TensorFlow Lite is a machine learning (ML) platform that runs on microcontroller-based devices. It’s AI for IoT, which raise a few interesting challenges. Chief among them is figuring out how to update the ML model the device is currently using. Wonder no longer, Golioth has already figured this part out! Let’s walk through how to update a TensorFlow Lite model remotely!
Today’s example is based on the ESP-IDF ecosystem and uses an m5stack CoreS3 board. The application uses a TensorFlow Lite learning model to recognize when you speak the words “yes” and “no”. After performing an over-the-air (OTA) update of the learning model, the words “stop” and “go” will also be recognized.

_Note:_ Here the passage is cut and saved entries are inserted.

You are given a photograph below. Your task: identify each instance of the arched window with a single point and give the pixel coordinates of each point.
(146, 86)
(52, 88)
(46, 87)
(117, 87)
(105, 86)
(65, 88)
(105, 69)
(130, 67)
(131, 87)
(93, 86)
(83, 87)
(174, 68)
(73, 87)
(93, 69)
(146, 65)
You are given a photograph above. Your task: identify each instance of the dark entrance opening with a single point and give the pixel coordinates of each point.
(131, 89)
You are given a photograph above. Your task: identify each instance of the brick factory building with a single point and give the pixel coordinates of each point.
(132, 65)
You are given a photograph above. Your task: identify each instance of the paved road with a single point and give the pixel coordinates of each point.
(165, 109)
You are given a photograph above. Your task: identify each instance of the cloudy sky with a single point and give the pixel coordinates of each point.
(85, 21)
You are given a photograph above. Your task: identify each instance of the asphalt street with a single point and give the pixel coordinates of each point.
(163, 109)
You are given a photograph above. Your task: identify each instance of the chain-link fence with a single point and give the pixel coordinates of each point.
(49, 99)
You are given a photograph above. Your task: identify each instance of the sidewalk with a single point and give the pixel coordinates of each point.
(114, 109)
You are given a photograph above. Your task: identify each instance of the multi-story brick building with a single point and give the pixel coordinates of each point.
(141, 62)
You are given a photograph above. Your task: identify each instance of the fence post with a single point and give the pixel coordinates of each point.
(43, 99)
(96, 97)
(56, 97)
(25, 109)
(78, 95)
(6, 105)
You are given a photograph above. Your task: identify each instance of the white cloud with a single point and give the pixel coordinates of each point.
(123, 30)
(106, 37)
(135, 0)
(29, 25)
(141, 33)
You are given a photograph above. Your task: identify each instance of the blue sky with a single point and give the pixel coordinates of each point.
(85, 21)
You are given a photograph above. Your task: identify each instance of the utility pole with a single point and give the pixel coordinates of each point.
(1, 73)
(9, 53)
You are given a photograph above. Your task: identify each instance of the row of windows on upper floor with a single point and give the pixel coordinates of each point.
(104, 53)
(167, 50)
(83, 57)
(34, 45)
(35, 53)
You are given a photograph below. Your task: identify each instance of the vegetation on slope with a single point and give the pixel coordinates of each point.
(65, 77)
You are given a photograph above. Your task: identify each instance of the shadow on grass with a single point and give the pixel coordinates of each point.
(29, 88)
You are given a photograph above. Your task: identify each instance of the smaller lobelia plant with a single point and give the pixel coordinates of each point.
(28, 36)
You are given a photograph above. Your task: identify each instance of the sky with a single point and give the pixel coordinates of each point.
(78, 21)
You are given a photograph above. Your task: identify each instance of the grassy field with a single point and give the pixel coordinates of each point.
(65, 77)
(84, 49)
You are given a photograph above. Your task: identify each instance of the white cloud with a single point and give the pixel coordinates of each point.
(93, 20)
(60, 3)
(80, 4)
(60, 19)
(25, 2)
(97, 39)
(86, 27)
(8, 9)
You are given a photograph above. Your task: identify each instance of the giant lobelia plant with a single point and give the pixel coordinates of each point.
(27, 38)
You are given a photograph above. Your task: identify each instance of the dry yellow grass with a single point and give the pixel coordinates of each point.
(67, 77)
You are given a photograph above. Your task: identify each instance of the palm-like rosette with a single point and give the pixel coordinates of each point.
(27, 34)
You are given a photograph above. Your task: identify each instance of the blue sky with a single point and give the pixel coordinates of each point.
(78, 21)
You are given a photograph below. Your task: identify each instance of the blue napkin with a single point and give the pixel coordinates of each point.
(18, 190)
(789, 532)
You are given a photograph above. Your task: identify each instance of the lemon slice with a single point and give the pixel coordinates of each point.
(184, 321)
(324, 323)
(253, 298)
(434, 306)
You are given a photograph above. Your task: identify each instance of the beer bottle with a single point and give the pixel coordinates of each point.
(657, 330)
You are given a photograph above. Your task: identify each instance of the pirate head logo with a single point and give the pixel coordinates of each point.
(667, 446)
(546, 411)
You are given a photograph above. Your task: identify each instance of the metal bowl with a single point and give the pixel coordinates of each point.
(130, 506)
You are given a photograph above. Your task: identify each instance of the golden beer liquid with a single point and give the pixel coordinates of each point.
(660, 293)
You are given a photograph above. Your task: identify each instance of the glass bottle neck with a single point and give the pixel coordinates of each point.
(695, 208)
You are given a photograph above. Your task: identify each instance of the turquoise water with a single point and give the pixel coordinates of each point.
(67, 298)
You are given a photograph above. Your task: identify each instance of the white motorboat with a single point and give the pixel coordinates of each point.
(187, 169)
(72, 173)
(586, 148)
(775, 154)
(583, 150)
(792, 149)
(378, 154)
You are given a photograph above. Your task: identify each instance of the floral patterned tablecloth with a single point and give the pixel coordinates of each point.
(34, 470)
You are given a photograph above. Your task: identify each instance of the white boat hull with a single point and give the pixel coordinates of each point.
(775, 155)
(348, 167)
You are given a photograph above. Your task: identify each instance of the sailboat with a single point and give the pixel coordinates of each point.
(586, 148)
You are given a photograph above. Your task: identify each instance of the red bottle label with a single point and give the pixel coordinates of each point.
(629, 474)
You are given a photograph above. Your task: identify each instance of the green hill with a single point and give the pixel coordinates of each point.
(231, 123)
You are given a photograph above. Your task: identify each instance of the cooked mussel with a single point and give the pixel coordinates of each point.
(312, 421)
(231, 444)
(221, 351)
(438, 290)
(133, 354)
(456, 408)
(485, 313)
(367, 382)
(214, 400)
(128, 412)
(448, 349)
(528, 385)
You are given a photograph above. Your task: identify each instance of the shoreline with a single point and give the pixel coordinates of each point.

What is a TensorFlow Lite Model?
Applications that use TensorFlow Lite need a machine learning model that has been trained on a large data set. TensorFlow (TF) can run on microcontrollers because this learning model has already been trained using vastly greater processing power. The “edge” device can use this pre-trained model, but will not be able to directly improve the learning set. But that set can be updated in the field.
Golioth has a TensorFlow Model Update example application that updates the TF learning model whenever a new version is available on the cloud. In this way, you can train new models and deploy them to a fleet of devices. If you capture data on device and send it up to Golioth, you can use your live captures to also train new models like Flox Robotics does.
Overview of the Model Update Process
The basic steps for updating a TensorFlow model are as follows:
- Upload a new learning model as an Artifact on Golioth.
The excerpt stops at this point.